Sementara dalam puisi “Krawang-Bekasi” pesan yang disampaikan oleh Chairil Anwar juga secara tersurat yang terdiri dari:
§  Sebuah perjuangan untuk kebebasan mengatur negeri sendiri hendaknya tetap kita pertahankan. Salah satunya cara untuk mencapai cita-cita tersebut adalah dengan angkat senjata yaitu dengan jalan “Perang” (pada massa itu). 

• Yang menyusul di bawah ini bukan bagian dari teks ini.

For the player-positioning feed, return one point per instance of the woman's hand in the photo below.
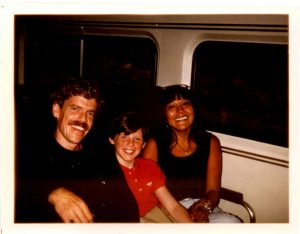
(199, 211)
(70, 207)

§  Perjuangan harus dilanjutkan meskipun banyak korban yang berjatuhan, seperti dalam kutipan kalimat “Teruskan, teruskan jiwa kami”. 
§  Hendaknya semangat dari para pendahulu yang telah gugur di medan perang supaya dapat dilanjutkan oleh generasi yang akan datang, seperti dalam kutipan kalimat “

PENUTUP

Kiasan-kiasan yang dilontarkan oleh Chair Anwar dalam puisinya menunjukan bahwa di dalam dirinya mencoba memetaforakan akan bahasa yang digunakan yang bertujuan mencetusan langsung dari jiwa. Seperti dalam puisi “Krawang-Bekasi” dan “Aku”. Dengan kiasan-kiasan itu gambaran menjadi konkrit, berupa citra-citra yang dapat diindra, gambaran menjadi nyata, seolah dapat dilihat, dirasakan sakitnya. Di samping itu kiasa-kiasan tersebut menyebabkan kepadatan puisinya.